3. The State Board of Land conveys 617 surface acres of Section 16 to the United States for incorporation in the Refuge. The sale price of $9,437,000 would be paid by Jefferson County, Boulder County, the City of Boulder and other contributors. Jefferson County, Boulder County and the City of Boulder have executed an Intergovernmental Agreement dated May 3, 2011, under which Jefferson County has committed $5,100,000, Boulder County $2,000,000, and the City of Boulder $2,000,000 towards transfer of Section 16 to the United States. These partners have been working diligently to secure the remaining funds for the Section 16 surface and other property interests. For example, the City of Arvada has agreed to commit $300,000. Jefferson County is optimistic that within a short period of time the remaining funds will be secured.
4. The State Land Board conveys the Section 16 mineral estate to the United States in exchange for mineral interests to be determined. On June 3, 2011, the State Land Board initiated the disposal of the 617 surface acres of Section 16 to the United States and the exchange of the Section 16 mineral estate with the United States.

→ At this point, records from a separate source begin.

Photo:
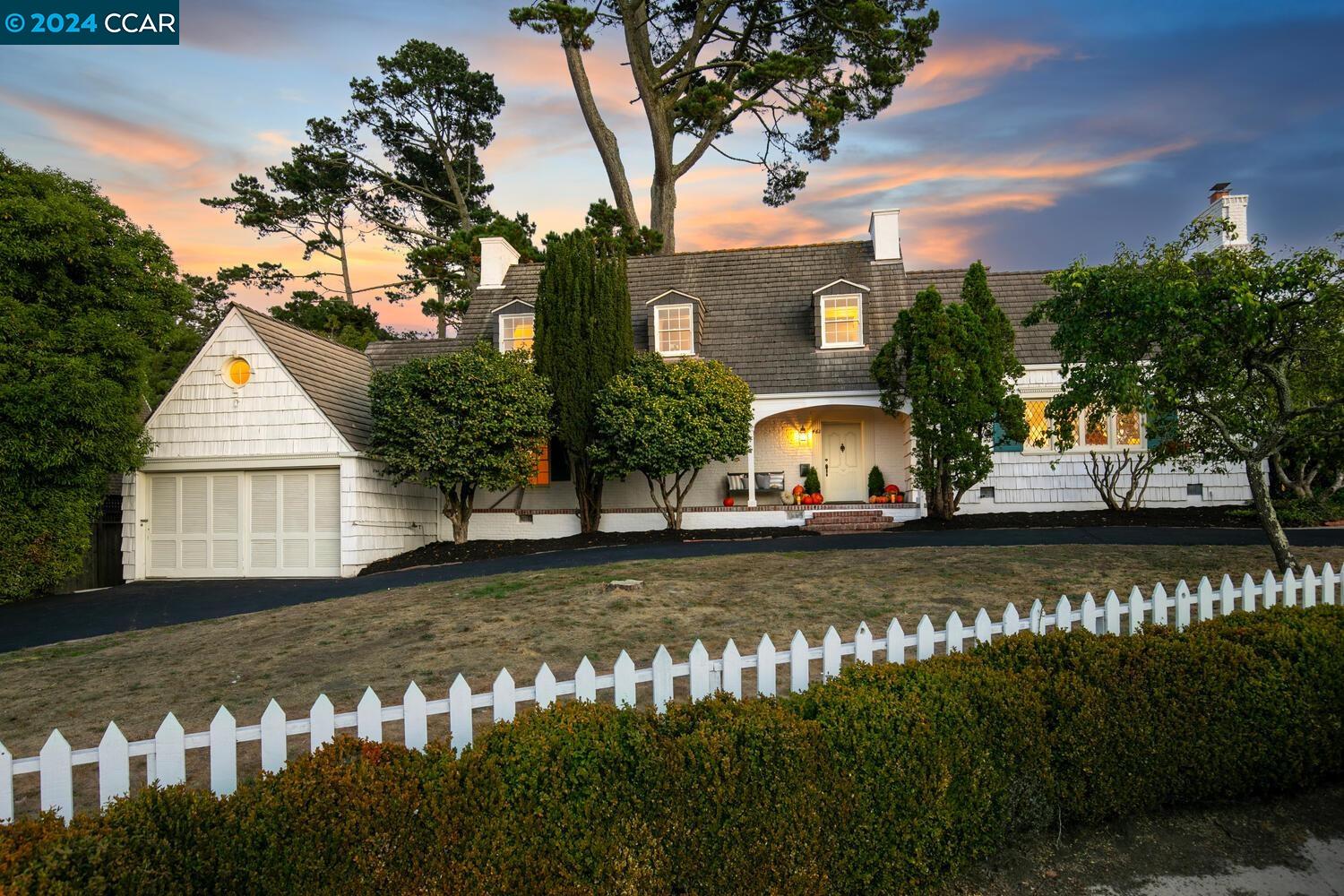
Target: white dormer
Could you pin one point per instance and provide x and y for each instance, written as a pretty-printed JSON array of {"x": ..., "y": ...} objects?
[
  {"x": 497, "y": 255},
  {"x": 884, "y": 228}
]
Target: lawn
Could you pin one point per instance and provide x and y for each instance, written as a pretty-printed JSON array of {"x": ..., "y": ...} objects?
[{"x": 475, "y": 626}]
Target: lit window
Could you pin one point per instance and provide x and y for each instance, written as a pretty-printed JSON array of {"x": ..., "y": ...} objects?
[
  {"x": 1128, "y": 430},
  {"x": 840, "y": 322},
  {"x": 543, "y": 466},
  {"x": 672, "y": 324},
  {"x": 237, "y": 373},
  {"x": 516, "y": 331},
  {"x": 1038, "y": 427},
  {"x": 1096, "y": 432}
]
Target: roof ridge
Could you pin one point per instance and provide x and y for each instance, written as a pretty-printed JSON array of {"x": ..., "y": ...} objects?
[{"x": 309, "y": 335}]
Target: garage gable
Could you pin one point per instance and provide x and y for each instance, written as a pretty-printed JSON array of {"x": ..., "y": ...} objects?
[{"x": 237, "y": 400}]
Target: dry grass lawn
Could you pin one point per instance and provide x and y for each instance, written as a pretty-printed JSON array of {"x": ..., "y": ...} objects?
[{"x": 430, "y": 633}]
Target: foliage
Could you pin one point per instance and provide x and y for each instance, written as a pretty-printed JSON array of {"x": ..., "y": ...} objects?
[
  {"x": 953, "y": 365},
  {"x": 796, "y": 70},
  {"x": 335, "y": 319},
  {"x": 583, "y": 339},
  {"x": 86, "y": 298},
  {"x": 1236, "y": 349},
  {"x": 460, "y": 422},
  {"x": 667, "y": 421},
  {"x": 887, "y": 780},
  {"x": 309, "y": 199}
]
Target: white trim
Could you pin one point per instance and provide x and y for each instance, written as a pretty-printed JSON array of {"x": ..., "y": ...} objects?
[
  {"x": 840, "y": 281},
  {"x": 857, "y": 304},
  {"x": 658, "y": 330},
  {"x": 672, "y": 292},
  {"x": 499, "y": 327},
  {"x": 516, "y": 301}
]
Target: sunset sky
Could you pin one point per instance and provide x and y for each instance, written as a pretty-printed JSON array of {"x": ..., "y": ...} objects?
[{"x": 1034, "y": 134}]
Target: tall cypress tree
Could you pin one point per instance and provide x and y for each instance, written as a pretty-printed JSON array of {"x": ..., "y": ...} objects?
[{"x": 583, "y": 339}]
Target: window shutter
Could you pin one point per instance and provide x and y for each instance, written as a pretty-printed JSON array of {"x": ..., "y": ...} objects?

5. The Section 16 sand and gravel lease held by Lafarge is acquired and cancelled. Lafarge has offered to sell its rights on Section 16 to Jefferson County, Boulder County, and the City of Boulder for a reduced price.
6. The Section 16 McKay recreation and grazing leases are cancelled. Once Section 16 is conveyed to the United States, a grazing permit is issued to McKay.
7. The JPPHA obtains title to the 300 foot wide transportation corridor (Transportation Corridor) along the eastern edge of the Refuge. The JPPHA has met the conditions of the Act, including the demonstration of available funding for the parkway and its inclusion on the Fiscally-Constrained 2035 Regional Transportation Plan adopted by the Denver Regional Council of Governments, has submitted an application for the divestment of the Transportation Corridor, and has authorized the expenditure of $2.8 million for the Transportation Corridor.
Please note that many financial contributions to the Jefferson Greenway Proposal are contingent on JPPHA receiving the Transportation Corridor.
Given the substantial due diligence and conservation leadership that Jefferson County and its partners have demonstrated relative to the Jefferson Greenway Proposal, the Board of County Commissioners believes this is a viable proposal and has direct benefit to the Refuge, meeting and enhancing the purposes for which the Refuge was established: to restore and preserve native ecosystems; provide habitat for and population management of native plants and migratory and resident wildlife; conserve threatened and endangered species; and provide opportunities for compatible scientific research.
Thank you for the opportunity to comment on the scoping process for the expansion of the Refuge.